Including some lessons we've learned along the way
22.03.2017 - 29.03.2017 28 °C
(Final posting on our “Big Lap” blog – our Sabbatical has ended on 31 March)
After 25 000km on the road, we made it back home!
Camping in Hervey Bay was a strange experience when you’re not living in your own house (rented out). The great advantage was living right on the beach, allowing us a swim every day (when it wasn’t raining). Hervey Bay is really doing well. There is so much happening, with a lot of construction and development having happened in the year since we left. We are so impresses with the work the council is doing on the Esplanade and the parks and general beautification of the town.
How good it was to catch up with friends. This really is the end of our Sabbatical. We spent a lot of our time preparing for life back in our house (things like buying a fridge and TV etc, for when we move back into a house). We ended up having to finish our trip with a rush due to Cyclone Debbie causing significant rain and approaching with lashing winds. Nothing like a bit of excitement to end with.

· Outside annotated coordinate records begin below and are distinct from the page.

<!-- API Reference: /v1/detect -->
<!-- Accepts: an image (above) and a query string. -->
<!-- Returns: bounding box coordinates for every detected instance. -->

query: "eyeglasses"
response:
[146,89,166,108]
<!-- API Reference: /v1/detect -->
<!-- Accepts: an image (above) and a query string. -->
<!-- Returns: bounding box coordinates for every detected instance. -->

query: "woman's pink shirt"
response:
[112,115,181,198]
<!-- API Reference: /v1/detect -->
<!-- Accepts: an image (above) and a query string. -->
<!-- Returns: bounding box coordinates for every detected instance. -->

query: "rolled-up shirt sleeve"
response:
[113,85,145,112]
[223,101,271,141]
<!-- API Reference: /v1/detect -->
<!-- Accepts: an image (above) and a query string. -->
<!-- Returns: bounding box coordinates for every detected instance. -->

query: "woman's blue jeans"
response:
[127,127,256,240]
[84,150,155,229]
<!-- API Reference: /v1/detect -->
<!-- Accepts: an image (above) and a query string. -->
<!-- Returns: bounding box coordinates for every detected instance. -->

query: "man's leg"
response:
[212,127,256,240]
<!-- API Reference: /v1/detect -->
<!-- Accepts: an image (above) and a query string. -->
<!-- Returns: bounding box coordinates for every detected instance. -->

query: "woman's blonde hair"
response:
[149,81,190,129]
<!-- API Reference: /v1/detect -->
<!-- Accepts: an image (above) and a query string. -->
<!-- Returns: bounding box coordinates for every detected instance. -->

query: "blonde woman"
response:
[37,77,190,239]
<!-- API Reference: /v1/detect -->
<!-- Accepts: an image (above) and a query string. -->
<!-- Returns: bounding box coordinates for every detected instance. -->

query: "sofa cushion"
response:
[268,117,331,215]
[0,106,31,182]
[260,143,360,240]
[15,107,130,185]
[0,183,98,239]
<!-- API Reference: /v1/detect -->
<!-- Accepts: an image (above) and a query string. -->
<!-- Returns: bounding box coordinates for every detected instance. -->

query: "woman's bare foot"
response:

I thought I’d end with a few (ad hoc) type comments worth penning down.
If you’re planning to do a Big Lap, here are some things we’ve learned that might be of some help:
• Buy the app “Wikicamps.” It will be the best $8 you’ll ever spend on your trip. The planning tools, info on free camps, attractions etc make a huge difference to your trip. We sold our big Camps 8 book halfway through the trip; unused. Another great app is “Fuel App”
(free) showing you the diesel prices as logged by other users of most service stations.
• Never pass a Visitor Centre without popping in. Apart from free book swaps (I’ve read 100 in a year), the maps, info and local knowledge will truly enhance your travel experience.
• Don’t take too much to begin with. There was stuff we took we didn’t need, and you need so much less than you do at home.
• Think twice about what you buy (even food), you don’t need as much as you think! What a liberty it was to walk into shops, knowing “we can’t buy more stuff!”
• We had no need for a second fridge or second deep cycle battery. One solar panel would allow us enough power to watch TV every night and use all the beautiful Led lights for a week in full shade with no problems. It allows for a lot of free camping.
• I doubt whether I would have bought a satellite dish had I known how little we’d be using it. The best use for it was when you’d like to watch your favourite (late night TV) program. All you do is watch it in another state/time zone, allowing you to watch a 9pm show at 6pm.
• Take a Telstra modem with you for WiFi, it is a bit dearer than Optus, but the coverage is just so much better. Also, all the old payphone boxes scattered around this vast country act as free WiFi spots … very useful to save on data usage. On that topic, don’t forget all the free WiFi in shopping malls, fast food outlets and coffee shops (great place to catch up on free newspapers whilst having a cuppa as well).
• Small tips: Bunnings is the cheapest for 9kg gas swap ($19.85 will last you a long time).
• Spend time with fellow campers. You’ll meet amazing people and be enriched more than you can imagine.
I read somewhere that “Gorges are to Australia what Cathedrals are to Europe”. This was a deeply spiritual and enriching experience. If you’re ever able, do this! It was the best!